Daily reports on fevers, headaches, diarrhea, vomiting, stuffy noses, coughs and rashes would be fed directly into central computers to be compared with normal seasonal, daily and regional fluctuations in known illnesses. That way, the theory goes, officials will find out quickly if there is a sudden surge in illness linked to a bioterror attack.
"We are going to be actively investigating ways of tapping the information that is already electronically available," said David Fleming, the CDC's deputy director for public health science.
In some cases, the system also could incorporate information on absenteeism at work, veterinary visits, requests for medical lab tests and even sales of over-the-counter medications in supermarkets.
The CDC already has more than 100 health-surveillance programs nationwide. Most of them track specific diseases, such as tuberculosis and measles, or trends in clusters of diseases, such as food-borne illness and hospital infections.
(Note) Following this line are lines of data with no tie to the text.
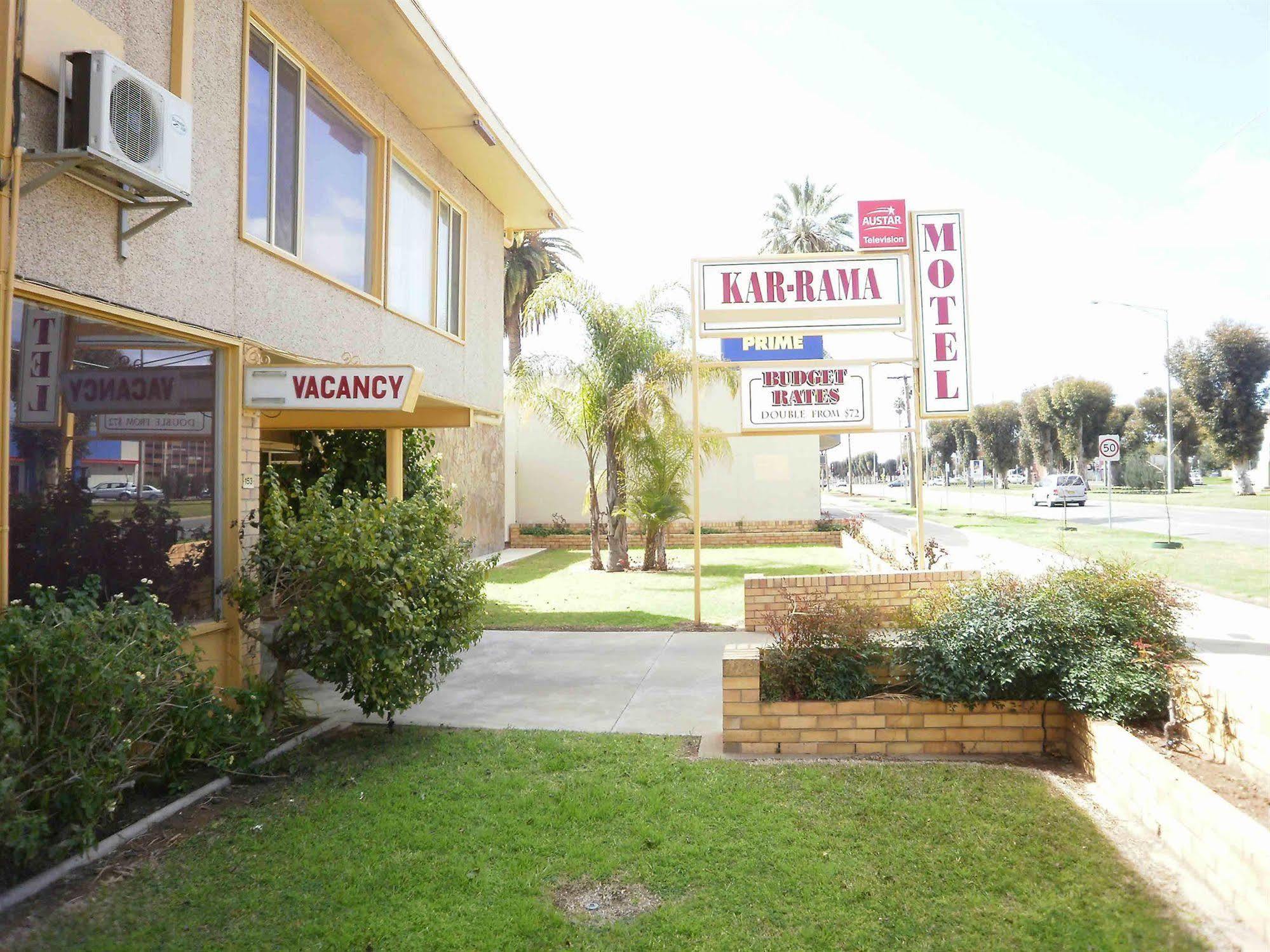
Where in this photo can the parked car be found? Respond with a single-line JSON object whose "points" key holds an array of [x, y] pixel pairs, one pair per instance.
{"points": [[119, 492], [1060, 489]]}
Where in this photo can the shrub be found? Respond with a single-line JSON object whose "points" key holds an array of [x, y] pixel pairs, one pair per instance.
{"points": [[823, 649], [97, 697], [375, 596], [1100, 638]]}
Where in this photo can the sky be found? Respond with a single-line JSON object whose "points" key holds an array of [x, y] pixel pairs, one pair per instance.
{"points": [[1102, 151]]}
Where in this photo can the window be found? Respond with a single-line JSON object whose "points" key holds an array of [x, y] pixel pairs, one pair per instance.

The network will have an added benefit, he said.
"Even if there is never another bioterror incident, this system will help us with the day-to-day business of responding to traditional diseases," Fleming said.
Although the CDC has not disclosed the cost and location of the network sites, the initial effort is expected to be concentrated in eight or 10 cities that also will have the Environmental Protection Agency's new system Bio-Watch air quality monitors, which was announced last week. The EPA monitors are designed to provide 24-hour notice of any release of anthrax, smallpox or other deadly germs.